[comp.unix.programmer] More questions on sockets

jwb@cepmax.ncsu.edu (John W. Baugh Jr.) (06/14/91)

I'm trying to write "send/receive"-like functions (i.e., send(msg,to),
receive(msg,from)) to hide some of the details of Internet stream
sockets for interprocessor communication (oh yeah, and I really don't
know what I'm doing).  Anyway, a couple of questions:

  - when trying to bind a stream socket I sometimes get an error
    "Address already in use", even though I've closed the socket
    (for example, when I run the program in succession a couple of
    times).  Is there something else I have to do?

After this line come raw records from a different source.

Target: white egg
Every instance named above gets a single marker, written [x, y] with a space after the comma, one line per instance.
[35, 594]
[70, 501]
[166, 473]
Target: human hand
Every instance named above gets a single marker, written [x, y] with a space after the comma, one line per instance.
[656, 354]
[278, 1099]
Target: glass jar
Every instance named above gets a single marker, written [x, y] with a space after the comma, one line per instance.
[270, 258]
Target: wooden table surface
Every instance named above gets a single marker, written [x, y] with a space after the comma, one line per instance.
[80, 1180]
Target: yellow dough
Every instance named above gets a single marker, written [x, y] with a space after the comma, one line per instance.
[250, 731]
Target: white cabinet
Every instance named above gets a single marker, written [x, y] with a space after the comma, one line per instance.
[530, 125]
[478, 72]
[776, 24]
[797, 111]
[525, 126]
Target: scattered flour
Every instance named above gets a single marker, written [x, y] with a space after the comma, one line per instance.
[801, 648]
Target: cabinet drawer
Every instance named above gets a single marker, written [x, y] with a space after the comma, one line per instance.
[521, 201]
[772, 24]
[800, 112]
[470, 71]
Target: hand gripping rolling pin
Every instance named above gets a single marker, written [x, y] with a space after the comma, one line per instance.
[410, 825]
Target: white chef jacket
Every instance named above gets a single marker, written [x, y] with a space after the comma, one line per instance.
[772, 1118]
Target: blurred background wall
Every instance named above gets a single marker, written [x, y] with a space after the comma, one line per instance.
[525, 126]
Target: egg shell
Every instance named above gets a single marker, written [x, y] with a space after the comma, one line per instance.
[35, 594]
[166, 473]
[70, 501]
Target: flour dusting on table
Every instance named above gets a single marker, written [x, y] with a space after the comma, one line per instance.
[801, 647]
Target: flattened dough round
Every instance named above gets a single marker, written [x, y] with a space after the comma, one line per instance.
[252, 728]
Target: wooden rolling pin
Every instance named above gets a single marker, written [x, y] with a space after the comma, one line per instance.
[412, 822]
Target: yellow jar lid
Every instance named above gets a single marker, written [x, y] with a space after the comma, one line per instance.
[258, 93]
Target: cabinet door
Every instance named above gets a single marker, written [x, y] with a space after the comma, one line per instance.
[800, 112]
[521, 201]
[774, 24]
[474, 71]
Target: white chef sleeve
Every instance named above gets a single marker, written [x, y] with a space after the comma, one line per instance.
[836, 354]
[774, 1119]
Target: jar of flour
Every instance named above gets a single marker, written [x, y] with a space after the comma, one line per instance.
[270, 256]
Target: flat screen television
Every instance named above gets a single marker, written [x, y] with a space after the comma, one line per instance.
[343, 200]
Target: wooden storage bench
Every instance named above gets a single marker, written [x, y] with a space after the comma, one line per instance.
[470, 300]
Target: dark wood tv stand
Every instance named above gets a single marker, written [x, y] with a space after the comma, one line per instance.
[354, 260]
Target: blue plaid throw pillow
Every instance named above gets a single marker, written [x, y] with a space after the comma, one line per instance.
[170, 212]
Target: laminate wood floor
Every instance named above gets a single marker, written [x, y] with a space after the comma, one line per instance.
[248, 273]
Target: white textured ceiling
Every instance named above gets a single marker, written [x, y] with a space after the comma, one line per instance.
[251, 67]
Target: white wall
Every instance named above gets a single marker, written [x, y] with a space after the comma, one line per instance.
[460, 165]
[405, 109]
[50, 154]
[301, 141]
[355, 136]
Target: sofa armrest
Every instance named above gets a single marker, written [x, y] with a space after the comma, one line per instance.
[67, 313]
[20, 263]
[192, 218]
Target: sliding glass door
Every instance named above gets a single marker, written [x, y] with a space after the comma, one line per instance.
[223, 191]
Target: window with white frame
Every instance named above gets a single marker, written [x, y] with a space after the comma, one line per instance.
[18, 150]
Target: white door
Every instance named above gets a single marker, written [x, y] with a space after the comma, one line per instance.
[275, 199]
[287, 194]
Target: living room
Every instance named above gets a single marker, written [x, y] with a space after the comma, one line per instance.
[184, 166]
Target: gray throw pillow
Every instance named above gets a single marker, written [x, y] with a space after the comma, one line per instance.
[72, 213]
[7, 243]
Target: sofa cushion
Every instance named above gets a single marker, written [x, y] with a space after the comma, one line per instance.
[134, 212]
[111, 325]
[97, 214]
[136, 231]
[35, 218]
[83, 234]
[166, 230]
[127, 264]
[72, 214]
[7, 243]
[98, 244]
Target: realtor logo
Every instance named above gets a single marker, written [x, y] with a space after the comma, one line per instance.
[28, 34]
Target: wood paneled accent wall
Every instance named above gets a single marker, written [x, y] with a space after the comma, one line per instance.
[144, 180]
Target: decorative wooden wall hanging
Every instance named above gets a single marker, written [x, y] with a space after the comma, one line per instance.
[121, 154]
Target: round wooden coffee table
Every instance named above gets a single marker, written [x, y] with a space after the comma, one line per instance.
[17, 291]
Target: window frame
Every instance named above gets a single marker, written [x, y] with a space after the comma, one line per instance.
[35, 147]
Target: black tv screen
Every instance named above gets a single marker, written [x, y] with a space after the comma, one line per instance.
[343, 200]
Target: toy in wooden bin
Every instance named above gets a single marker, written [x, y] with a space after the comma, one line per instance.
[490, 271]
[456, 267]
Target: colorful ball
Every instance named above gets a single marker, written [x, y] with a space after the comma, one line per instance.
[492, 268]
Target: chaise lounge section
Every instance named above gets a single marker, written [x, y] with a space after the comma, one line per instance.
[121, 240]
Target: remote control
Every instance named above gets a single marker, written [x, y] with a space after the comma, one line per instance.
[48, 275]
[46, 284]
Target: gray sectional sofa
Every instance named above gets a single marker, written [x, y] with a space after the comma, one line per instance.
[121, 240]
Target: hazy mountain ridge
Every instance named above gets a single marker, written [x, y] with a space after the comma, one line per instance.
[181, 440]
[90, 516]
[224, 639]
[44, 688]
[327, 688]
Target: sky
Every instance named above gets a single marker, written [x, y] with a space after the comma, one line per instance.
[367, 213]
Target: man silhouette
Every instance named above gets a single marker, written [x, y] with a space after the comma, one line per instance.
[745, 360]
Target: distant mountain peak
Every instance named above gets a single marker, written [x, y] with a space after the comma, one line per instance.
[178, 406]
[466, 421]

  - assuming I'm on the right track (big assumption), is it possible
    to raise the level of abstraction of my send_msg/recv_msg
    functions.  For example, ideally one would like to do the
    following:
       send_msg(char *msg, int size, int process);
       recv_msg(char *msg, int size, int process);
     where "process" may be a process on any machine.  Okay, so that's
     probably asking too much.  What I currently have is:
       send_msg(char *msg, int size, char *hostname, int port);
       recv_msg(char *msg, int size, int port);
     Can one do better (w/o an inordinate effort)?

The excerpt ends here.